S’ensuit le portrait d’un homme banal et sans grand relief, un homme sans qualités qui aura malgré tout mené une vie chaotique et qui s’interroge sur les liens de cause à effet à l’oeuvre dans son existence. L’échec retentissant et inattendu de son mariage le mène à s’interroger sur tout ce qui l’a conduit jusqu’à cette vie étriquée dans une petite maison sinistre de Clapham Londres, perpétuellement en manque d’argent et de sensations suffisamment fortes pour faire durer une relation stable. Il revient sur tous les accidents, les rencontres, les hasards, les transmissions et traumatismes hérités de ses parents. Se souvient de son enfance en Libye avec un père adoré mais brutal et une mère effacée, de son arrivée à onze ans dans un pensionnat anglais, dans lequel il suivra des leçons de piano sordides avec une professeure lubrique qui marquera au fer rouge le destin de toutes ses futures relations. Mais au-delà des fils de son existence, il tire aussi ceux des personnes qui l’entourent, créant une myriade d’intrigues parallèles qui parfois se rejoignent pour mieux s’éclairer, à commencer par ses parents, qui se sont rencontrés dans des circonstances troubles pendant la guerre, mais aussi ceux de sa femme Anissa. Et tandis que les chapitres défilent et les années passent, l’existence de Roland est troublée par les événements marquant l’Histoire : la crise des missiles de Cuba, la chute du mur de Berlin, les années Thatcher, le Brexit, le COVID…
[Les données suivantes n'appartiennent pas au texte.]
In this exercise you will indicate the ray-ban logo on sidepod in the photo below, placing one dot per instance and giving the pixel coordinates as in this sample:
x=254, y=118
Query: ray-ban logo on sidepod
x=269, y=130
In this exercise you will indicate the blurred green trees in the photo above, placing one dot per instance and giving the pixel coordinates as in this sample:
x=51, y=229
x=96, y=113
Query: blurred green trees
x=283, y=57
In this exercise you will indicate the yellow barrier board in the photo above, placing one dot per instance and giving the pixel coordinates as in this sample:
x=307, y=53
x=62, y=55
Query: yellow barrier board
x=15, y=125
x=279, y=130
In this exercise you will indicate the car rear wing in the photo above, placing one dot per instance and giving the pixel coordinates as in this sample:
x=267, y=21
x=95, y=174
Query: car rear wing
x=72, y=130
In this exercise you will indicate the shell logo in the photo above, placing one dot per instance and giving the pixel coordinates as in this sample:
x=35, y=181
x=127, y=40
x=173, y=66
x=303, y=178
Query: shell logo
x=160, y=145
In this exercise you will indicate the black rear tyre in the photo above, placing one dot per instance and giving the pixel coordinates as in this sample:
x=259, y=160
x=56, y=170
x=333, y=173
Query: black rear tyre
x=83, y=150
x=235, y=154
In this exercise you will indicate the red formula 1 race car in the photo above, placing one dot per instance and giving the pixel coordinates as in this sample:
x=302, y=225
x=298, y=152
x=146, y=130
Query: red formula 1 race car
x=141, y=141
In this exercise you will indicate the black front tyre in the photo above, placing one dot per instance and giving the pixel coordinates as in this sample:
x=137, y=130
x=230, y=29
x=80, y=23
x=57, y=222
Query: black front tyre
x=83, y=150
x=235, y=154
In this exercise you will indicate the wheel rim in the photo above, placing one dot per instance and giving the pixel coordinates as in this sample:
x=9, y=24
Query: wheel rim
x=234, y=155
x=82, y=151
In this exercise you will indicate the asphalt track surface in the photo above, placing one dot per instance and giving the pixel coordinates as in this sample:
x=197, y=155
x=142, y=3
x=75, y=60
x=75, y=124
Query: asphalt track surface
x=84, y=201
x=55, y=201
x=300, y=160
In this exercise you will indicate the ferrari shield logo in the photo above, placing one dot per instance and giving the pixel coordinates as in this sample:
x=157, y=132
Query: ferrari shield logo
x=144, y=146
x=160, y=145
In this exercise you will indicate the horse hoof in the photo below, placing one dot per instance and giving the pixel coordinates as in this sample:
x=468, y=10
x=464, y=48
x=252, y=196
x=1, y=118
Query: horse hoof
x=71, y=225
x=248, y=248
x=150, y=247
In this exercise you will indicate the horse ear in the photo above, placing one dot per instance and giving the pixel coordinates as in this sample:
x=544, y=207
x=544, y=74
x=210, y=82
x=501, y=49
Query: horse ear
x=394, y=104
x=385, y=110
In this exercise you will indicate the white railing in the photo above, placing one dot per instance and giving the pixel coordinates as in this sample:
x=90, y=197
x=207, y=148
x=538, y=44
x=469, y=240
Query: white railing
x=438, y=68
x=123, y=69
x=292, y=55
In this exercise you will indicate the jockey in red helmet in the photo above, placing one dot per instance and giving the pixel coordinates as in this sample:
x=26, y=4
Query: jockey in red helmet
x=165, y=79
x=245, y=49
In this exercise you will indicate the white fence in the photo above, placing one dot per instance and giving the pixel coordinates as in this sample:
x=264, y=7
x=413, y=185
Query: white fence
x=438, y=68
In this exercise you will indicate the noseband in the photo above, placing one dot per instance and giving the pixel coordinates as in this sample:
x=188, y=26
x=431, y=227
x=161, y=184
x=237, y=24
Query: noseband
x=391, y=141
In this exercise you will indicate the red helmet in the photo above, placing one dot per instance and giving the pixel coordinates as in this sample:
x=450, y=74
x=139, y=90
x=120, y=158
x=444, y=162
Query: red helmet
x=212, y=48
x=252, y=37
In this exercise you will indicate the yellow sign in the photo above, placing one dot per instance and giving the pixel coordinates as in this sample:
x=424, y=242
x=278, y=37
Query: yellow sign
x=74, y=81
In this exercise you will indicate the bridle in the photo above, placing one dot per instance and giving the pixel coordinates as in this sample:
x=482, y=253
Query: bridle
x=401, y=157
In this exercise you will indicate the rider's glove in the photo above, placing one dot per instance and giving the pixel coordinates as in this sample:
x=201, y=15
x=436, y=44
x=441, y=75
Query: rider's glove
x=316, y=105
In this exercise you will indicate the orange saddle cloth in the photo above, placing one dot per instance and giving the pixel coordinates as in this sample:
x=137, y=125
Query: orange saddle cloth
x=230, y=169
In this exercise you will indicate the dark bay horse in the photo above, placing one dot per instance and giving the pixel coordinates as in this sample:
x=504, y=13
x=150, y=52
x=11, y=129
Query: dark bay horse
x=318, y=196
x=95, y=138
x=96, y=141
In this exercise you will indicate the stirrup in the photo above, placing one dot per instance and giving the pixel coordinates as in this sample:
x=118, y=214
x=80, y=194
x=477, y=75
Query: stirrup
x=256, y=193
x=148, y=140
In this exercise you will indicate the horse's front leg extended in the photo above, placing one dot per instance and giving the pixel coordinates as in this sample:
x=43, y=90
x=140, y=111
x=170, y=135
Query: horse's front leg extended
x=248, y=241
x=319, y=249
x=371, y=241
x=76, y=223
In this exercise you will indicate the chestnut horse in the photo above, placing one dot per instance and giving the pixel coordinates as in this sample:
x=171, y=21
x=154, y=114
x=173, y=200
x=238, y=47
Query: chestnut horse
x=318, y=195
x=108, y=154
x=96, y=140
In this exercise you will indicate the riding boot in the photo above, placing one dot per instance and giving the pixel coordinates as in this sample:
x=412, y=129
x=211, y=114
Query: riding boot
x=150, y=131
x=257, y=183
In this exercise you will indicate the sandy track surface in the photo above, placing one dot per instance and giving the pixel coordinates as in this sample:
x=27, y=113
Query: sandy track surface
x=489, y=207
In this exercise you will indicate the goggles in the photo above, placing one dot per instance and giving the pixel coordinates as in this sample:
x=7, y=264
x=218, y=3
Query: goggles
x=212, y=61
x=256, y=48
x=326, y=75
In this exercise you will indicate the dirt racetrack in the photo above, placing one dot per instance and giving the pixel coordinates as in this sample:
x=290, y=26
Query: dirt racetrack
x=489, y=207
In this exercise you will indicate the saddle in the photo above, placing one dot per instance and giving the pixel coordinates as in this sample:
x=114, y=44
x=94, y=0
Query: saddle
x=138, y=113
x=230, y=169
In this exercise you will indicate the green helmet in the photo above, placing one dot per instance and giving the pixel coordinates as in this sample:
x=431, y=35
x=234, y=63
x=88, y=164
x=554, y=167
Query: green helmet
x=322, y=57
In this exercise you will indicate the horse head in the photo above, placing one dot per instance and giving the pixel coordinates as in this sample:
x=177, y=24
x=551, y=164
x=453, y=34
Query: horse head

Un roman agréable à lire, avec d’indéniables qualités, mais j’ai néanmoins déploré des longueurs et circonvolutions, et une difficulté à développer une quelconque empathie pour ce personnage, qui parait souvent très détaché face à sa propre vie. Pour ambitieuse qu’elle soit cette fresque d’un éternel insatisfait qui accumule les ratés est finalement assez fade. Par ailleurs il m’a paru assez étonnant que la donnée de départ, cette fuite d’une femme incapable de se réaliser comme romancière tout en étant épouse et mère, ne soit finalement qu’un élément secondaire du livre. Quelle leçon en tirer sur les sacrifices nécessaires à l’art ?
Ma note
(4 / 5)
Éditions Gallimard, traduit par France Camus-Pichon, 5 octobre 2023, 656 pages


Bonjour Charlotte, ton article me donne vraiment envie de lire le livre de Ian McEwan. J’avais été profondément ému par le livre « La plage de Chesil » du même auteur car cela résonnait chez moi avec une expérience personnelle (je n’en dirai pas plus !). J’aime désormais ces livres consacrés à des anti-héros. Peut-être par ras-le-bol des super-héros ou du nombrilisme parisien ou new-yorkais ? Je termine « Tes pas dans l’escalier » de l’Espagnol Molina , avec un narrateur un peu semblable. Ce qui te rend réticente m’incite plutôt à acquérir le livre et le lire. Comme quoi même des critiques mitigées peuvent parfois avoir des effets positifs. Bien à toi. Michel.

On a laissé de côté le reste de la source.